No considera la Sala que dichas alegaciones tengan virtualidad para justificar la modificación de la resolución recurrida, con remisión al desarrollo argumental expuesto con anterioridad sobre la naturaleza del auto que acuerda la transformación en procedimiento abreviado, en particular las atinentes a la no vinculación por las partes de la calificación jurídica de los hechos imputados y sí, únicamente, por la delimitación del ámbito subjetivo y objetivo del proceso, conforme a lo dispuesto en los artículos 779.1.4ª y ss.
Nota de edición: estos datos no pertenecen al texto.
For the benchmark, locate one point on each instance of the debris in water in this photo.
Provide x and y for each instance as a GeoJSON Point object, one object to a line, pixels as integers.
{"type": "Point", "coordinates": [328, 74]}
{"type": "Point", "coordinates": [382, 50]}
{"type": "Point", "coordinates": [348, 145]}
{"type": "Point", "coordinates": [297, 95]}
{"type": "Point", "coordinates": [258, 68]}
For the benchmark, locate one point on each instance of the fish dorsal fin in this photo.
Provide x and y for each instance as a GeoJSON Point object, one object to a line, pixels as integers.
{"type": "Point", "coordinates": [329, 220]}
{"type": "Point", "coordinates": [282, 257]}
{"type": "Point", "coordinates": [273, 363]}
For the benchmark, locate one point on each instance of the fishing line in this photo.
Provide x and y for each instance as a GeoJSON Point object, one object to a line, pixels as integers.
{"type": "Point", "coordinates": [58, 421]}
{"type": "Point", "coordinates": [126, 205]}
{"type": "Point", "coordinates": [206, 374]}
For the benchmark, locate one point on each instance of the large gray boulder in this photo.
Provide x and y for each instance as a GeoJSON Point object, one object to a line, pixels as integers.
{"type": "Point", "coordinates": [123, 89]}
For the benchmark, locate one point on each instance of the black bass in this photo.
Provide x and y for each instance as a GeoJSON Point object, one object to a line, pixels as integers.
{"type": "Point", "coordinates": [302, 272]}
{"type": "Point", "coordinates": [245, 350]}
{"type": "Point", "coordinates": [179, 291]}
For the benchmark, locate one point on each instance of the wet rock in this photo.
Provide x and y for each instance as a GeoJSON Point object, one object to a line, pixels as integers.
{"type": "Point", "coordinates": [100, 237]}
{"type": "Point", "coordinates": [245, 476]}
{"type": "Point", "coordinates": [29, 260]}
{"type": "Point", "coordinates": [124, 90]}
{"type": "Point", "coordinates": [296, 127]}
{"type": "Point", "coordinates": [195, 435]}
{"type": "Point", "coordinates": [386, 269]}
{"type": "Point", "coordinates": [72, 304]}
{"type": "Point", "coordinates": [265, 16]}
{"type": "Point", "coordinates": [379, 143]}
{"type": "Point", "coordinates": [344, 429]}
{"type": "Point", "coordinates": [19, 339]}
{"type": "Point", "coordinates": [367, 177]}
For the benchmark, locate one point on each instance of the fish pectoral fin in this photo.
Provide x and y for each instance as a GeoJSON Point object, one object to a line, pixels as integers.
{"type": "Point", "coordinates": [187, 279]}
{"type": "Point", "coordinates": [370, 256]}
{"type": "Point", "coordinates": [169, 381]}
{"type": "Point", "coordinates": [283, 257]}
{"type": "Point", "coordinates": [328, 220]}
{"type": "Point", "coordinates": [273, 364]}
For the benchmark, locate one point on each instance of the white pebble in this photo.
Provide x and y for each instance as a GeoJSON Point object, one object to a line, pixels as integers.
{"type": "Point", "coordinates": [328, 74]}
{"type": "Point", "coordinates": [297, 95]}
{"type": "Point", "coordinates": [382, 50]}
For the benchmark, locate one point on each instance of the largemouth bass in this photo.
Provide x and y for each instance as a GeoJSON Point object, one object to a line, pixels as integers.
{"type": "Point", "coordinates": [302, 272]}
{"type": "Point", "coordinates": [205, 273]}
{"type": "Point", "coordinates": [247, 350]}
LECrim .
Junto a ello, no se aprecia desproporcionada o improcedente la indiciaria consideración de la imprudencia como grave a los efectos de considerar la misma punible en el art. 391 CP , a la vista del relato fáctico recogido en el auto, en particular en cuanto hace referencia a una posible participación de los tres interventores judiciales de la suspensa ASSA en la elaboración del balance extracontable de febrero 1999 y dictámen.informe de septiembre 1999 con datos que no se correspondían con la situación real económico financiera y patrimonial de dicha mercantil, en la realización de pagos indebidos vigentes la suspensión y dinámicas de doble cobro de efectos mercantiles, sin perjuicio de la valoración que en última instancia corresponda efectuar a las partes al formular la calificación jurídica delimitando las acusaciones sobre la que deberá resolver, en última instancia, el Tribunal sentenciador, debiendo ser en el Juicio Oral donde se reproduzcan las restantes consideraciones de valoración probatoria recogidas en el recurso.
SEXTO.- Se declaran de oficio las costas de esta segunda instancia, de conformidad con lo dispuesto en el art. 123 CP y 239 y ss LECrim .
Vistos los preceptos legales citados,
Fallo
SE DESESTIMAN LOS RECURSOS DE APELACIÓN INTERPUESTOS POR D. Norberto , D. Jose Francisco , D. Íñigo , D. Remigio , Dª Coral , D. Luis Antonio , D. Constantino , D. Eleuterio , D. Alvaro Y D. Gumersindo , CONTRA EL AUTO DE FECHA 22 DE ABRIL DE 2010, DICTADO EN AUTOS DE PROCEDIMIENTO ABREVIADO Nº 69/10 SEGUIDOS EN EL JUZGADO DE INSTRUCCIÓN Nº 4 DE BARAKALDO, CONFIRMANDO EL AUTO RECURRIDO DEBIENDO PROSEGUIR LAS ACTUACIONES POR LOS TRÁMITES DEL PROCEDIMIENTO ABREVIADO.SE DECLARAN DE OFICIO LAS COSTAS PROCESALES CAUSADAS EN LA ALZADA.
La presente resolución es firme y contra la misma no cabe interponer recurso ordinario alguno.
Devuélvanse los autos al Juzgado del que proceden con testimonio de este auto para su cumplimiento.
Así lo acordaron los Ilmos Sres Magistrados del margen, que firman; doy fe.